Zasada prosta, w ciągu 60 dni dziewczyny rezygnowały z różnych, ich zdaniem tuczących produktów spożywczych, zamiast tego stawiały na jedzenie jogurtów, picie wody lub ewentualnie całkowite głodzenie się. Żałuję tylko, że nie udało mi się jakimś sposobem zrobić screenshota albo chociaż zapamiętać dokładnej nazwy; próbowałam wyszukiwać u siebie ale nie trafiłam konkretnie na tę grupę. Poprosiłam więc młodą, żeby zaprosiła mnie do grupy, bo "z chęcią poćwiczę z nimi". Nie zaprosiła. ("Przecież to nie fair, bo masz więcej niż 15 lat!").
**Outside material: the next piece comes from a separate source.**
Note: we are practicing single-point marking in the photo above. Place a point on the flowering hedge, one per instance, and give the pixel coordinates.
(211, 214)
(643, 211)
Po powrocie wujka opisałam mu całą sytuację; przyznał, że zobaczył, że Monia blado wygląda ale myślał, że po prostu grypa ją łapie, w końcu taka pogoda. I z ręką na sercu przysięgał, że talerz po zjedzeniu oddawała pusty (też mnie ciekawi gdzie to wyrzucała). Dziś poszedł do szkoły, zgłosić wychowawczyni całą sytuację. Zastanawia mnie jeszcze, że nikt w szkole nie zauważył jak na stołówce grupa dziewczynek nie zjada obiadów i dzieciaki, które należały do tamtej grupy i ślepo wierzyły innym rówieśnikom. Sporo ich było. Nie wiem czy nie da się NIE ZAUWAŻYĆ, że dziecko wygląda jak szkapa.

szkoła podstawowa

Skomentuj (42) Pobierz ten tekst w formie obrazka
Ocena: 607 (695)

Komentarze

Momencik, trwa ładowanie komentarzy   ładowanie…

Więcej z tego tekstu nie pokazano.